Ultimate guide: Visiting the Pyramids in Egypt

The Great Pyramid of Giza is probably on every traveller’s bucket list. But, what if I told you there are other pyramids nearby that are also impressive, you can go inside AND you can have them all to yourself?

This post will tell you exactly how you can explore some of these sites without the crowds of tourists surrounding you. If you’re looking for our top 8 tips for visiting the pyramids, click here!

Where are the pyramids?

The Great Pyramid is located in Giza which is the third largest city in Egypt and is around 20km from Cairo.

If you’re heading to Dahshur, that is around 38km from Cairo. We highly recommend visiting Dahshur – keep reading to find out why.

Getting to the pyramids

We 100% recommend taking a private day tour from your hotel in Cairo. We actually arranged a two-day tour with South Sinai and were not disappointed.

Your tour guide then also acts as your driver which makes it convenient to get to the pyramids.

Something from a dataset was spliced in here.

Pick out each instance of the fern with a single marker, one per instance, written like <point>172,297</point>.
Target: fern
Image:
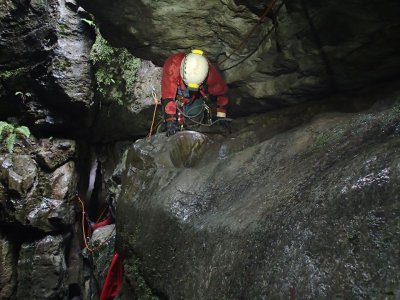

Why should you take a guided tour?

Firstly, if you’re with a local guide you will be given the history and information about each site so there is no guessing involved.

We opted for a private tour, and because of this we were able to custom make our tour and not only visit the Pyramids of Giza, but we could visit Dahshur as well. This is not something you can do if you book yourself on a large guided tour.

You will notice that when you’re walking around, there will be scammers and people trying to take your money for things, sell you stuff that you don’t want simply because you made eye contact. If you have a guide, they will no doubt tell you to keep walking, don’t make eye contact and don’t smile. This isn’t being rude, it is just avoiding spending unnecessary money and your local guide will help you with that. Steven made eye contact once, and it ended up in a not so free donkey ride in front of some pyramids!

Your guide can also act as your photographer. The last thing you want to do is ask a local hanging around the Pyramids to take your picture… if you do you will no doubt pay a bit of $$ just to get your camera back.

How long to spend at the Pyramids

Well, you could easily spend hours just staring at the pure size of the things!! But, we obviously don’t have an endless amount of time. I would recommend a full day tour to get the most out of your day. Anything less than that would, in my opinion, feel rushed.

It is a UNESCO site and does form part of the original Seven Wonders of the World so you need to enjoy your time there!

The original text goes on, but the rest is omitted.